- Date: March 1969
- Location: Prague, Czechoslovakia
- Caused by: Soviet occupation of Czechoslovakia; 1969 Ice Hockey World Championships;
- Result: Riots suppressed; Resignation of KSČ First Secretary Alexander Dubček;

Parties
| Soviet Union Ministry of Defense Soviet Armed Forces Soviet Army; ; ; ; Czechoslovakia KSČ; Ministry of National Defense ČSLA; ; SNB / ZNB StB; ; ; | Anti-Soviet occupation protesters |

Number
| Unknown | 500,000 Czechoslovak fans |

= Czechoslovak hockey riots =

1969 anti-Soviet protests

The Czechoslovak hockey riots were a short lived series of protests, mildly violent on occasion (several people were injured), that took place in response to the 1969 World Ice Hockey Championships.

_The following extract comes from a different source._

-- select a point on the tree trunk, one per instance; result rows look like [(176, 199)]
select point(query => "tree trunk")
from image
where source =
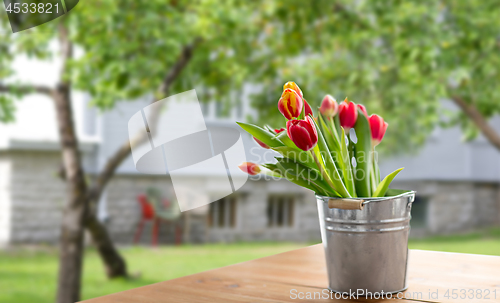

After the Soviet invasion into Czechoslovakia the political ideals of the Prague Spring were slowly but steadily replaced by politics of accommodation to the demands of the Soviet Union. People in Czechoslovakia, unable to find other ways to express their opinion, reacted with few very visible but ultimately ineffective manifestations of disagreement.

On 21 and 28 March 1969, the Czechoslovakia national ice hockey team beat the Soviet team in the 1969 World Ice Hockey Championships in Stockholm. Throughout Czechoslovakia, possibly 500,000 fans crowded the streets of their cities to celebrate the wins. In some places, particularly Prague, the celebrations turned to protests against the Soviet military who continued to occupy the country after the Warsaw Pact invasion the previous August. The first night the celebrating fans vocally started showing their displeasure with the military oversight cheering and chanting "No tanks were there so they lost!" The next night many of the protesters had brought signs they created showing the score of the second game (4-3), and chants stating "Czechoslovakia 4 – Occupation forces 3!" While the majority of these demonstrations were peaceful, some turned violent as protesters attacked Soviet military units. In Prague, protesters ransacked the Soviet Aeroflot office on the Wenceslas Square, though some have suggested they were encouraged by State Security agents.

The protests were suppressed by the Czechoslovak military and police, now under full control of the hardliners from the Communist Party. The events were used as a pretext to oust the remaining leaders of the Prague Spring. Among them, Alexander Dubček was forced to resign as First Secretary of the Communist Party of Czechoslovakia, to be replaced by Gustáv Husák who started the politics of "normalisation".

During the years of normalization, citizens of Czechoslovakia saw hockey games against Soviet Union as a quiet, symbolic way to protest. Police forces were regularly set on alert but never used.